Big-government Conservatism is just as ridiculous as it sounds. It's oppression that's bought and paid for by corporations and their front groups. It uses fear and moral indignation to try and create a mindless, homogenized culture that locks up those who refuse to be subjugated. The new crime bill is not about punishing society's most brutal beings, but terrifying anyone left of completely batshit into submission.

Right now, we're seeing big government crush not only America's liberties, but her economy. Due to ridiculous laws and minimums, there are simply not enough incoming dollars to cover the tab.

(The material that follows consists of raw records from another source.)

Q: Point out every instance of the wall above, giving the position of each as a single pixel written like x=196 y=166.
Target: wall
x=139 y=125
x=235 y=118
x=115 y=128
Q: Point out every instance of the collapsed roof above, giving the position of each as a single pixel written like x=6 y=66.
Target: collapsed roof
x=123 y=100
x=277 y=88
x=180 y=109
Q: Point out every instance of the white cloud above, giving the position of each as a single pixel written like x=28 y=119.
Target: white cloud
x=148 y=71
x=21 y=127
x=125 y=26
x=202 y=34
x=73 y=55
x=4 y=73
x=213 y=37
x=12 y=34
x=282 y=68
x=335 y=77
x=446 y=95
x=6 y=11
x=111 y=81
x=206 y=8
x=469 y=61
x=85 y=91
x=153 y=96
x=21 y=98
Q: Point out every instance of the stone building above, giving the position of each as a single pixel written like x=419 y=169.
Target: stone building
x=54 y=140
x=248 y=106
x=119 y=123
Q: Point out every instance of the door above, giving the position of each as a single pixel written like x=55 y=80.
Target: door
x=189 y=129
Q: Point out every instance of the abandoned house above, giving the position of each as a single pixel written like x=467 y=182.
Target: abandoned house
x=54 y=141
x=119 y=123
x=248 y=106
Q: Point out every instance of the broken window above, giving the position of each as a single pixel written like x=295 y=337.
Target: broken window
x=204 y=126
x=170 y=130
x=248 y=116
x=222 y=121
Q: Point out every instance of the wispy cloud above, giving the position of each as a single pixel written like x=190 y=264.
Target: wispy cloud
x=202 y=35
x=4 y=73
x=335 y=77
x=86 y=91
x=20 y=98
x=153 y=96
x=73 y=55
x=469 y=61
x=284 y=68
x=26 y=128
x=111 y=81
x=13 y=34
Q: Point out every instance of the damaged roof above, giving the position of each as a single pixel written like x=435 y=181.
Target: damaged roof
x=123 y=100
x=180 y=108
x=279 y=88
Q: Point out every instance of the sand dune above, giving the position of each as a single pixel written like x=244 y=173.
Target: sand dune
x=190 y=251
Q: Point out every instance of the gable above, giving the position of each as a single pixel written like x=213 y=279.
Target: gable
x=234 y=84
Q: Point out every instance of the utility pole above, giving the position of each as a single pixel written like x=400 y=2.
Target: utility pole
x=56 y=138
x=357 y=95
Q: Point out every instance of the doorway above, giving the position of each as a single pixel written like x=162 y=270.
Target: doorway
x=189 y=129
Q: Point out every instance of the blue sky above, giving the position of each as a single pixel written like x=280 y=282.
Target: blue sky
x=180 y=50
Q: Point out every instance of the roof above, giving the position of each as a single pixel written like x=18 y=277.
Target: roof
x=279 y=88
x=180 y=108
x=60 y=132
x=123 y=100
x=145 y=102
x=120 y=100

Penal institutions were never designed to be businesses, and the middlemen-from-hell that run them must be paid, giving worse conditions for more dollars spent.

There's an adage that stupidity is defined by repeating a mistake with the expectation of different results. The Conservative Party of Canada has a front-row seat to the big government shitshow going on down south, yet seem perilously determined to mimic the policies that have turned individual liberties into collective catastrophes.